I trust that we can all celebrate this holiday season with gratitude, and with due reverence for our New Zealand cousins for whom life has been redefined through the actions of one man: a racist, a terrorist, a white supremacist … a man who believed himself to be better and more important than others, a man who played God by choosing who deserved to live and who deserved to die. When he opened fire he took so much more than the lives of the innocent – he destroyed the optimistic outlook of Muslim communities in New Zealand and across the world; he stole peace and hope from the Christchurch community, and he shattered the city and the nation’s sense of safety.
Appropriately, across the world, there has been an outpouring of grief, despair and protest. There has been a plethora of social media posts, news bulletins and articles – and rightly so, because innocent people died at the hand and the choice of an adult. This is an action that demands our attention, and through its tragic wake we seek answers. Always, when tragedy occurs we must stop and ask – why? We might ask our God – why, but we must also ask what made this man act in the way he did? What led him to view himself as the saviour of white supremacists such as himself? What culture within Australia enabled and fed his hatred, his racism and his deep-seated intolerance of difference?
Journalist, Richard Glover, points to social media, as so many have, in the wake of this tragedy, as ‘the support engine for the seven deadly sins – lust, gluttony, anger, envy, sloth, avarice and pride.’ He writes eloquently of the ‘seatbelt moment for social media’ where finally governments are taking powerful legislative action to halt the amplification, the magnification and the augmentation of the ugliest of human behaviour.

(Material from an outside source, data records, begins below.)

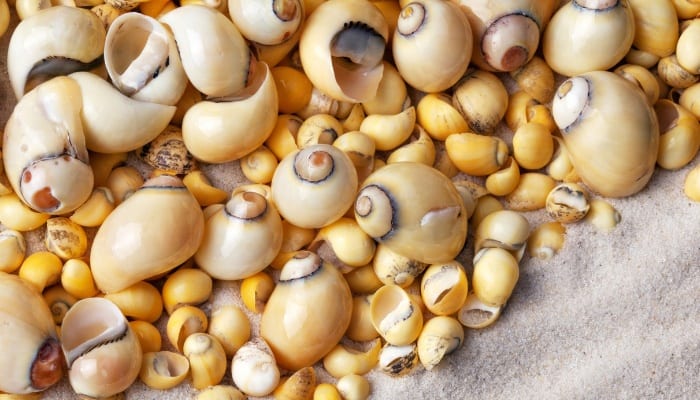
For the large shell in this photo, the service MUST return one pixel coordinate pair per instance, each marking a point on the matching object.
(32, 358)
(341, 49)
(153, 231)
(227, 130)
(414, 210)
(213, 52)
(55, 41)
(115, 123)
(612, 159)
(44, 151)
(307, 313)
(103, 353)
(142, 59)
(423, 54)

And I for one am rejoicing. Let me be clear, however; it’s not that I think that social media is responsible for a terrorist’s actions – that would be an easy out – a belief that human behaviour and choice are no longer in existence, completely usurped by the power of technology. But, there can be no denial – social media is an unfiltered megaphone where the ugliest of ideas held by humans can be spread with epidemic speed: invasively and, to a large extent, without our conscious knowledge. It is, as Glover (2019) writes, both an echo chamber and ‘a propaganda service for terrorists of all kinds.’

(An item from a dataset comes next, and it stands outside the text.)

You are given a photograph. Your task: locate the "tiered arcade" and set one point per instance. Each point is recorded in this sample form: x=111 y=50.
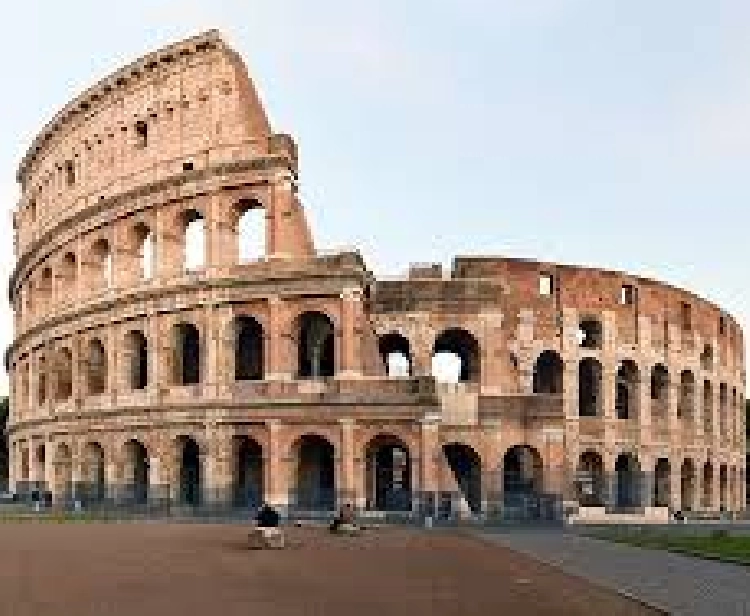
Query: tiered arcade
x=145 y=364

So what can we do in Australia or at Fairholme to stop such an event from happening again? Perhaps we answer, ‘nothing’, for we see it as an act of terrorism that we personally would never perpetuate and therefore we bear no responsibility: it happened to other people, it happened in another country – it’s not our problem. I think not. I think that every time we make a racist remark or a derogatory remark, every time we fail to be inclusive or patient around difference or whenever we think ourselves superior or better than another person – then we gift people like terrorists a little more confidence in behaving in the way they do, to believe the things they do. We give permission for hatred, and when we do, we must bear some responsibility; we are in some way complicit with those actions.
Tragedy demands action. It requires us to pause and reflect on the effect that we have on the whole complex web that forms the culture of Fairholme, of our wider society and of the world itself. Yes, from little things big things do grow. How appropriate, that within the Easter season we think in terms of our own renewal, new growth and adoption of a new outlook. It would seem that legislative changes will force technology giants to do so – to muffle the megaphone that it is, to be accountable in this cyberspace space of almost unlimited power, and finally to think of people before profit. It is not technology itself that is bad or evil but it can be the mouthpiece for those destructive inherent beliefs and behaviours of some; behaviours that seek to judge, exclude and condemn others in the ugliest of ways. I simply can’t bear the thought that we don’t seek to be inclusive, to be kind; to be respectful of all. This Easter especially, where there is time to pause, may we take time to remember all those who have been affected by the events in Christchurch and pray for their healing? Most of all, let us remember that our actions now, tomorrow, on line, and into the future can, will and do make a difference … we choose.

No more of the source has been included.